Re: [edk2] [PATCH 0/4] MdeModulePkg: some PCI HC drivers: unmap common buffers at ExitBootServices()

Brijesh Singh Thu, 07 Sep 2017 07:40:54 -0700

Hi Jiewen,

On 09/07/2017 06:46 AM, Laszlo Ersek wrote:

On 09/07/17 06:46, Yao, Jiewen wrote:

Thanks for the sharing, Brijesh.


"If a page was marked as "shared"
then its guest responsibility to make it "private" after its done communicating 
with
hypervisor."

I believe I have same understanding - a *guest* should guarantee that.

My question is: During the *transition* from firmware to OS, *which guest* should make the shared 
buffer to be private? Is it "guest firmware" or "guest OS"?

Maybe I can ask the specific question to get it more clear.

1)       If the common DMA buffer is not unmapped at ExitBootService, is that 
treated as an issue?

2)       If the read/write DMA buffer is not unmapped at ExitBootService, is 
that treated as an issue?


Very good questions, totally to the point.

On the authoritative answer, I defer to Brijesh.



Both the above cases (#1 and #2) are problems. Since buffers was owned by 
firmware
and firmware made it "shared" hence firmware is responsible to mark them as 
private
after its done with the buffer. In other words, we must call Unmap() from 
ExitBootServices
to ensure that buffers mapped using 
BusMasterCommonBuffer/BusMasterRead/BusMasterWrite
is marked as "private" before we make it available to the guest OS. (we do 
similar thing
in Linux OS).

Having any kind of side channel to communicate the encryption status of a page
will not work -- we should be able to support a usecase where we boot OVMF in
64-bit but launch 32-bit Linux guest. When Linux boots in 32-bit mode it does 
not have
access to encryption bit (C-bit is bit-47 in page table) and can't mark the 
page as
private (even if we provide some kind of side-channel).
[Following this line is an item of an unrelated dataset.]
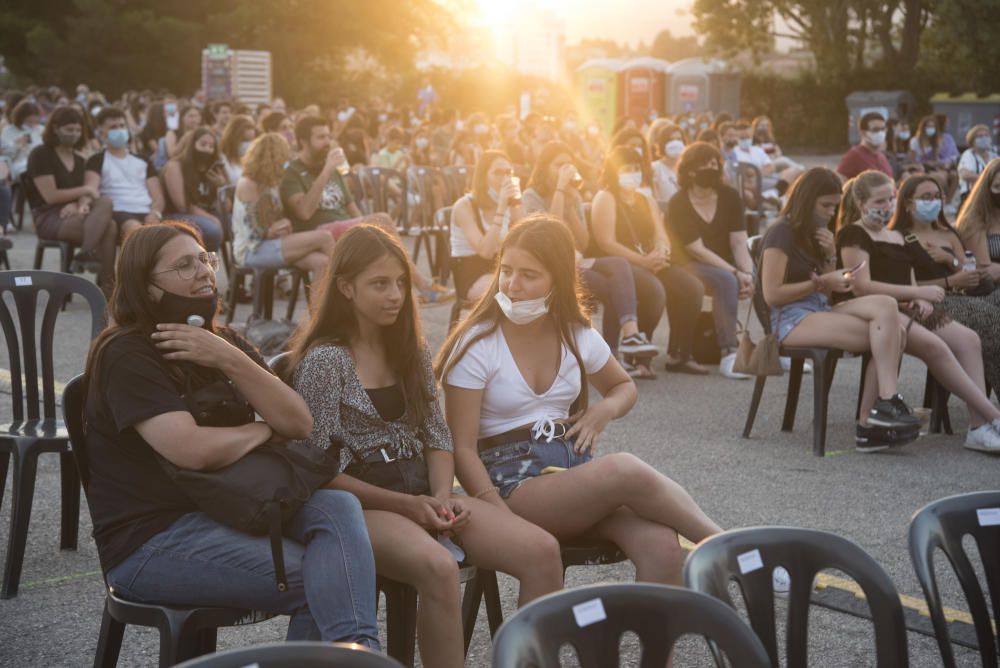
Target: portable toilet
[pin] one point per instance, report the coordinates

thank you very much for all your help.

(

My personal opinion is that both situations (#1 and #2) are problems,
because they break the *practical* security invariant for SEV guests:

- most memory should be encrypted at all times, *and*

- any memory that is decrypted must have an owner that is responsible
   for re-encrypting the memory eventually.

Therefore, *either* the firmware has to re-encrypt all remaining DMA
buffers at ExitBootServices(), *or* a new information channel must be
designed, from firmware to OS, to carry over the decryption status.

I strongly prefer the first option, for the following reason: the same
questions apply to all EDK2 IOMMU protocol interfaces, not just the one
exported by the SEV driver.

)

Thanks,
Laszlo

From: Brijesh Singh [mailto:[email protected]]
Sent: Wednesday, September 6, 2017 11:40 PM
To: Laszlo Ersek <[email protected]>; Yao, Jiewen <[email protected]>; Zeng, Star 
<[email protected]>; edk2-devel-01 <[email protected]>
Cc: [email protected]; Dong, Eric <[email protected]>
Subject: Re: [edk2] [PATCH 0/4] MdeModulePkg: some PCI HC drivers: unmap common 
buffers at ExitBootServices()



On 09/06/2017 07:14 AM, Laszlo Ersek wrote:

On 09/06/17 06:37, Yao, Jiewen wrote:

Thanks for the clarification. Comment in line.

From: Laszlo Ersek [mailto:[email protected]]
Sent: Wednesday, September 6, 2017 1:57 AM
To: Yao, Jiewen <[email protected]<mailto:[email protected]>>; Zeng, Star 
<[email protected]<mailto:[email protected]>>; edk2-devel-01 
<[email protected]<mailto:[email protected]>>
Cc: Dong, Eric <[email protected]<mailto:[email protected]>>; Brijesh Singh 
<[email protected]<mailto:[email protected]>>
Subject: Re: [edk2] [PATCH 0/4] MdeModulePkg: some PCI HC drivers: unmap common 
buffers at ExitBootServices()

Then after ExitBootService, the OS will take control of CR3 and set correct
encryption bit.


This is true, the guest OS will set up new page tables, and in those
PTEs, the C-bit ("encrypt") will likely be set by default.

However, the guest OS will not *rewrite* all of the memory, with the
C-bit set. This means that any memory that the firmware didn't actually
re-encrypt (in the IOMMU driver) will still expose stale data to the
hypervisor.
[Jiewen] That is an interesting question.
Is there any security concern associated?


I can't tell for sure. Answering this question is up to the proponents
of SEV, who have designed the threat model for SEV.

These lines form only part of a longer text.